Looking good and going fast hasn’t always been a Mustang hallmark. But in recent years Ford has focused on infusing its decades-old steed with both traits and the Mustang-based Shelby GT500 is proof that the automaker remains resolutely passionate about performance.

The Shelby GT500 gets its name from Carroll Shelby who is perhaps best known as the creator of the 1960s-era Cobra sports car. But Shelby was also the man most responsible for developing the original racing Mustangs. Beginning in 1965, Shelby launched a limited line of high-output Mustang GT 350 and GT500 street models that in turn helped solidify the original ponycar’s legendary status.
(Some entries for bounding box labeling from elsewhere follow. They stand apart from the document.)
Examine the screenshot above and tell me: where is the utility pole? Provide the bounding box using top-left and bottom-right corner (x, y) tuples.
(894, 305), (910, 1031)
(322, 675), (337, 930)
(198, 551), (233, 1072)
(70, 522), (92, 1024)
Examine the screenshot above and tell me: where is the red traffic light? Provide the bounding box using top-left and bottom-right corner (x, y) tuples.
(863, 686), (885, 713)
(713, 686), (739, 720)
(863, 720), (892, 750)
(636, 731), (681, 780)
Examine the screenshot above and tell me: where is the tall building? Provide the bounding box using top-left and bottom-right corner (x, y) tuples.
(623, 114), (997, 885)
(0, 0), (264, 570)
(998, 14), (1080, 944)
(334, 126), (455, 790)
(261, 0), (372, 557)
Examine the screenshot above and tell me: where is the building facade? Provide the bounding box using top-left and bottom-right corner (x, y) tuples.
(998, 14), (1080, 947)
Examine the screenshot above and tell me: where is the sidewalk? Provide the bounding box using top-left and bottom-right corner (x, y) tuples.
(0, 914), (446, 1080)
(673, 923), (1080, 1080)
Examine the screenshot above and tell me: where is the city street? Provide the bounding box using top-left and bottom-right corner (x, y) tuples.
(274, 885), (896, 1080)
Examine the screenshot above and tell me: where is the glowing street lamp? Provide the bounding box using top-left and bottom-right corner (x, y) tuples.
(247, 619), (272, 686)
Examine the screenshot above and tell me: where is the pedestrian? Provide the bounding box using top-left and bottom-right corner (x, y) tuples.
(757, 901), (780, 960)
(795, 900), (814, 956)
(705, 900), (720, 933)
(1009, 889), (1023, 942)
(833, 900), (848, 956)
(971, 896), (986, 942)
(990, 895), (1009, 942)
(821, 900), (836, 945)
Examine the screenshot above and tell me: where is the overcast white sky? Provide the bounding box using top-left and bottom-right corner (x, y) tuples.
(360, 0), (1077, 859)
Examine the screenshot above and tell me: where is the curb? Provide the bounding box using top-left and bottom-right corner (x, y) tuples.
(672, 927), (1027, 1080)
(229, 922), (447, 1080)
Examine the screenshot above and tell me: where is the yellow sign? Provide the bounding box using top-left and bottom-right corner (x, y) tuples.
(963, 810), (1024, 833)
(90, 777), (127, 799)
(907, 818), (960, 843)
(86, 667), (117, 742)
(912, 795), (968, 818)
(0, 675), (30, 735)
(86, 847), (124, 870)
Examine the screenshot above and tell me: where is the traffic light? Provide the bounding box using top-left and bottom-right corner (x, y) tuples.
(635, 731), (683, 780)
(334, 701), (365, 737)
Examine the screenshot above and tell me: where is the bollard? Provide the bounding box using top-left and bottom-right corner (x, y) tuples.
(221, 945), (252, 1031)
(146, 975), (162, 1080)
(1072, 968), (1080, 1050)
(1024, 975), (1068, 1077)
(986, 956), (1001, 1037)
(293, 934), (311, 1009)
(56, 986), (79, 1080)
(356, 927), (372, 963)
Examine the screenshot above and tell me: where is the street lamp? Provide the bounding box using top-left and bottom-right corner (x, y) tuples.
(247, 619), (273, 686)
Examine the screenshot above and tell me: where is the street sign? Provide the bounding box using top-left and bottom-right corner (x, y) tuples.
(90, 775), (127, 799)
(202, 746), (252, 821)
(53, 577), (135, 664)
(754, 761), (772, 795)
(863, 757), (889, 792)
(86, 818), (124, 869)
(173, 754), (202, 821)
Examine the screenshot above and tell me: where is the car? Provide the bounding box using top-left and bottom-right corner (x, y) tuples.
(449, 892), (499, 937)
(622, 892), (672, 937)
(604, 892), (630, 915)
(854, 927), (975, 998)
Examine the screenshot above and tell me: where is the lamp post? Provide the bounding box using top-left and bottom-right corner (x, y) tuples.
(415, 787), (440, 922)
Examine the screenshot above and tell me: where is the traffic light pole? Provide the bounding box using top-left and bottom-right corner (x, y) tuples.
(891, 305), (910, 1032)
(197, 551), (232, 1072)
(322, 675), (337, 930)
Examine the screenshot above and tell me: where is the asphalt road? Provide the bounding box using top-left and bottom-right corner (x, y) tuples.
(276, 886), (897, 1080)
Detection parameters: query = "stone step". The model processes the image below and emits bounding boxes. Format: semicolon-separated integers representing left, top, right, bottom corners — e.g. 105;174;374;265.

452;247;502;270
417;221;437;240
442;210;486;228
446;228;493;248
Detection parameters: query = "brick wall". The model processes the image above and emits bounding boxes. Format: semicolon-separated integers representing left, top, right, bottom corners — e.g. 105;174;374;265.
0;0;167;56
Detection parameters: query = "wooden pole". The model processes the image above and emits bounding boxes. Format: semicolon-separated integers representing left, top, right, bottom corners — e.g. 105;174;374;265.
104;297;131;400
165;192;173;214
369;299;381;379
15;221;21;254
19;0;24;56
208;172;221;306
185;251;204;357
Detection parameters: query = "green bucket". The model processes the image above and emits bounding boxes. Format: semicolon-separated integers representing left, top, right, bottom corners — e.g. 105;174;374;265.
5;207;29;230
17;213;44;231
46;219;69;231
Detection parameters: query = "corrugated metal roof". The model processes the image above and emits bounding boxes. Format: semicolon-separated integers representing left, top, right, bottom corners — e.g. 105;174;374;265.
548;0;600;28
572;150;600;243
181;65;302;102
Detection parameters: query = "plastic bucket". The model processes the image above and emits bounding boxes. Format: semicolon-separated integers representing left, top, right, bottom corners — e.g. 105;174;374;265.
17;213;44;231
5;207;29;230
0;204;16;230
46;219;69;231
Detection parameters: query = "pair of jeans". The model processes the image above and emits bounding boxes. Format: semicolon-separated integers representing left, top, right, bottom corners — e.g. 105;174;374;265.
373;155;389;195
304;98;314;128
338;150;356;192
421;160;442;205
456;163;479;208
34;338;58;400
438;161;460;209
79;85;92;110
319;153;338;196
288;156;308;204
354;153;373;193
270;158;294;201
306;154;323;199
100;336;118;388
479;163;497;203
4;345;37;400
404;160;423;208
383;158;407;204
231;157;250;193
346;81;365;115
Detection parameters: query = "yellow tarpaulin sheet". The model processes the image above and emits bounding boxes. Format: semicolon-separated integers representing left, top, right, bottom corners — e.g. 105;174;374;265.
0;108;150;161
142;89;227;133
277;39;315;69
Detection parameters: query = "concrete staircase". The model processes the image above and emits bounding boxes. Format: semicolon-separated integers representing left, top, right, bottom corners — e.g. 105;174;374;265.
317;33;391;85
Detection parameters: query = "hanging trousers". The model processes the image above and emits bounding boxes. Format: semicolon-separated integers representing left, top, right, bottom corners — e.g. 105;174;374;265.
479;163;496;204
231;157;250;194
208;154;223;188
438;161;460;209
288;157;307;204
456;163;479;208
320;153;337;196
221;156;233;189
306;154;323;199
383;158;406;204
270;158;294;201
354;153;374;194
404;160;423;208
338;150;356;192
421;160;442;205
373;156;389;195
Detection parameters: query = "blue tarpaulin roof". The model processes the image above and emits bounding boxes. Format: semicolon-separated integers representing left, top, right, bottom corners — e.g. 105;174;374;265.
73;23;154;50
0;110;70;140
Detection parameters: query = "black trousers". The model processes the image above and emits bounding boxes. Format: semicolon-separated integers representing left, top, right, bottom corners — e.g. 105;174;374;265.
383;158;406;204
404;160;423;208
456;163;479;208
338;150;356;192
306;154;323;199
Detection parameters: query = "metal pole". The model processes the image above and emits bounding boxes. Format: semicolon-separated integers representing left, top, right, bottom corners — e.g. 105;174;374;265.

Roaring around the racetrack today, it’s easy to see — and hear — that the Mustang is all about power. A new V6 makes more than 300 horsepower (up 90) and a new 5.0-liter V8 in the GT makes 412 (up nearly 100 horsepower from the previous 4.6).

And the GT500? Well, after a four-decade absence, the nameplate returned for the 2007 model year fitted with a 500-horsepower 5.4-liter supercharged V8 sporting four valves per cylinder. The engine was a direct descendent of the engine found in the Ford GT supercar that made 550 horsepower. The GT is gone now, of course, and the Mustang was boosted to 540 horses when it received a styling makeover for 2010.

However, the cast-iron-block 5.4 V8 has now been replaced with an all-aluminum version that’s lighter by a whopping 102 pounds. Part of that reduction comes from using a special spray-on metallic cylinder coating that replaces traditional the thick — and heavy — protective metal liners.

Carroll Shelby, now 87, who advised on the GT500’s development, commented, “It might not be as sexy as adding more horsepower or bigger brakes, but shaving pounds off a car is the single smartest move you can make.”

The new engine is rated at 550 horsepower (a gain of 10), while the 510 pound-feet of torque remains unchanged. However, more of the available torque is achieved at a lower rpm range, which makes it easier to get to. You really notice this when shifting through the first two of the manual gearbox’s six gears (an automatic transmission isn’t offered).This beast isn’t really a beast on fuel as Ford expects the GT500 to achieve 15 mpg in the city and 23 on the highway, a gain of one mpg for each segment when compared with the 2010 model.

Improvements in performance and fuel consumption have gone hand in hand with numerous cabin enhancements. For example, the Special Vehicle Team (SVT), which is in charge of the GT500 program, has added more insulation to reduce wind and road noise. That means there’s less of the good noise, though: the high-pitched whine of the supercharger, but, interestingly, there’s just as much exhaust rumble as before.

Convertible GT500s also benefit from a more rigid (by 12 percent) body structure that, according to one SVT engineer, makes this body style “act and feel more like a coupe without degrading the ride.”

Usually, replacing the fixed roof with a relatively flimsy convertible top would be like cutting the cables on the Golden Gate Bridge. For this reason, few high-performance coupes — which require roof to tie the car together — are seldom offered as convertibles.

The 2011 GT500 benefits from a new $3,500 SVT Performance Package that includes a stiffer suspension, limited-slip differential, more front and rear downforce, slightly lowered ride height and unique Goodyear Eagle F1 SuperCar G: 2 tires mounted on lightweight 19-inch front and 20-inch rear wheels. After completing several laps driving a TrackPack-equipped GT500, the verdict is this: absolutely do not leave the dealer’s showroom without it.

You can add other options, of course, including a giant glass roof and a navigation system, but they will obviously further inflate the car’s $49,500 base price ($54,500 for the GT500 convertible).

Both prices seem reasonable considering that a 505-horsepower Corvette ZO6 — which is considered a bargain in most performance circles — lists for more than $75,000. Conversely, you could scale back to the 412-horsepower Mustang GT for $30,500 and pocket the $19,000 difference. If you never drove the GT500 for comparison, the GT would likely be one of the best rides you’ve ever had.

Still, if you have a healthy credit limit and want the best of the best — at least when it comes to Mustangs — the amazing Shelby GT500 is tough to pass up.